Les mécanismes actuels désavantagent une très large partie de Genevois ne disposant pas d'un carnet d'adresses de promoteurs immobiliers ou de relations dans les régies, souligne LJS. D'ici 20 à 30 ans, près de 3000 ménages pourraient être concernés si l'initiative passe, selon les estimations de LJS.

Intitulée "Stop au copinage pour l'accès à un logement!", cette initiative législative inscrit dans la loi un seuil minimal de 20% pour lequel le canton décide des critères d'attribution. L'initiative précise que le Conseil d'Etat détermine par règlement les paramètres et l'importance des critères, comme la solvabilité, la fortune ou encore le taux d'occupation du logement.

Loi "détournée"

Alberto Velasco, député socialiste et membre du comité d'initiative, a dénoncé à titre personnel "les choix arbitraires des régies". Et de rappeler que la loi dite "Longchamp", du nom de l'ancien conseiller d'Etat qui l'avait portée, et qui visait à lutter contre la spéculation immobilière dans les zones de développement a eu des "impacts importants".

L'État contrôle et plafonne le prix de vente des appartements situés dans ces zones pendant dix ans. La loi Longchamp qui a durci la loi générale sur les zones de développement (LGZD) oblige notamment l'acquéreur à vivre dans son logement. "Mais depuis, la loi a été détournée", selon M. Velasco.

L'initiative de LJS s'inscrit donc dans le prolongement et le renforcement de la loi Longchamp. Les initiants ont jusqu'au 21 décembre pour récolter les 4272 signatures nécessaires.

LJS a lancé cette initiative en raison de la pénurie de logements chronique dans le canton.
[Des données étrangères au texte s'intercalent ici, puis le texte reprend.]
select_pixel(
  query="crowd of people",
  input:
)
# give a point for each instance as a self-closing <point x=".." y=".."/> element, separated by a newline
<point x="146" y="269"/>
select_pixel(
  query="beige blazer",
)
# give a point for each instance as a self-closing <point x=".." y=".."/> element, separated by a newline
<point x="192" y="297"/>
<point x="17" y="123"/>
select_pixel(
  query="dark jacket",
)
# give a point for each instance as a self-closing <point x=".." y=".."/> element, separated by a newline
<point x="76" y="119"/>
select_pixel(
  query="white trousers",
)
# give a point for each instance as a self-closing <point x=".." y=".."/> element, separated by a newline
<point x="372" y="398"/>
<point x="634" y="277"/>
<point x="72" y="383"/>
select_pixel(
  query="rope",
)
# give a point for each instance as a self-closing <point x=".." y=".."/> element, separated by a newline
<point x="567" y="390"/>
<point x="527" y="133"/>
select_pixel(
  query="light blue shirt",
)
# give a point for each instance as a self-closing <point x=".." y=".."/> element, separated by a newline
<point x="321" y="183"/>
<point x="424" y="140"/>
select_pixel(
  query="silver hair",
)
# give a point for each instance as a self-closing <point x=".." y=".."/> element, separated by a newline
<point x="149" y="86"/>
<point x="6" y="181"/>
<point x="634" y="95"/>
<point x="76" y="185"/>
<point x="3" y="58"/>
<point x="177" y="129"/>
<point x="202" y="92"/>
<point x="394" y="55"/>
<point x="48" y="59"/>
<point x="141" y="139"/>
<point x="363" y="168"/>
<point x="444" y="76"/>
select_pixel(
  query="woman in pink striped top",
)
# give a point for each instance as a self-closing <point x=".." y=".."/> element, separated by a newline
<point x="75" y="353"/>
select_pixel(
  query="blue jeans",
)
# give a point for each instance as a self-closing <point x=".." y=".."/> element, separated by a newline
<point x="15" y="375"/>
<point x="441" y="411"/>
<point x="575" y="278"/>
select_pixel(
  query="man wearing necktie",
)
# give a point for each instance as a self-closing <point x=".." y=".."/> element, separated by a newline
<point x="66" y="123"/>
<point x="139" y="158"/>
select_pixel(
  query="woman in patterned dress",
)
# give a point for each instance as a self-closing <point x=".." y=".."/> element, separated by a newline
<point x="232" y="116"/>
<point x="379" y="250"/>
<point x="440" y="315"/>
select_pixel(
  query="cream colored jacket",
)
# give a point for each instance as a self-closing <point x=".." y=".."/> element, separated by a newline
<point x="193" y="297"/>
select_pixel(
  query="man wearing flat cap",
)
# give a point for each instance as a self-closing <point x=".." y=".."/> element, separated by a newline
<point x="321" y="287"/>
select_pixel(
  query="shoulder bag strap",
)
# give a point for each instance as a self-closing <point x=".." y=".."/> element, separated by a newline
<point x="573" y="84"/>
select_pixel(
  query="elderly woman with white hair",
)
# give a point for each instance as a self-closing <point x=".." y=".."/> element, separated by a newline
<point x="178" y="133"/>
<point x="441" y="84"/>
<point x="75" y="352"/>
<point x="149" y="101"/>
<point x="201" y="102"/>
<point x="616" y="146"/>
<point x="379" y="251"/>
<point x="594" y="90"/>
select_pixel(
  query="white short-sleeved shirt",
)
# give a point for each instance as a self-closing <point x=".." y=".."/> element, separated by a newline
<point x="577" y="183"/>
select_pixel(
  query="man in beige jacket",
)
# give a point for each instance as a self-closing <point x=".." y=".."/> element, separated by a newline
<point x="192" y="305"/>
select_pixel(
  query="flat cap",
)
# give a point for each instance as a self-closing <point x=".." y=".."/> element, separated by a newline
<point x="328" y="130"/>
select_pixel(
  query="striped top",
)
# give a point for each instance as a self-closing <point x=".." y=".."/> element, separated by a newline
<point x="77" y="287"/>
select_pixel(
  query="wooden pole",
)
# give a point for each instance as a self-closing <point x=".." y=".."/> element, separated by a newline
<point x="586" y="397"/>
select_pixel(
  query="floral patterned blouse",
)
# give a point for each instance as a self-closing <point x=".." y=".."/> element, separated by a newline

Cette situation rend les loyers trop élevés pour une grande partie de la classe moyenne, qui n'a d'autre choix que de s'exiler dans le canton de Vaud ou en France voisine, à l'instar du secrétaire général de LJS Julien Pala, qui a témoigné vendredi devant la presse.

Deux initiatives

Les initiants ont jusqu'au 21 décembre pour récolter les 4272 signatures nécessaires. Cette récolte de paraphes se fera en même temps que celle du MCG qui a aussi lancé une initiative sur le logement. Le parti veut durcir les conditions d'accès aux logements en les réservant d'abord aux personnes qui ont résidé cinq ans de suite dans le canton durant les dix dernières années.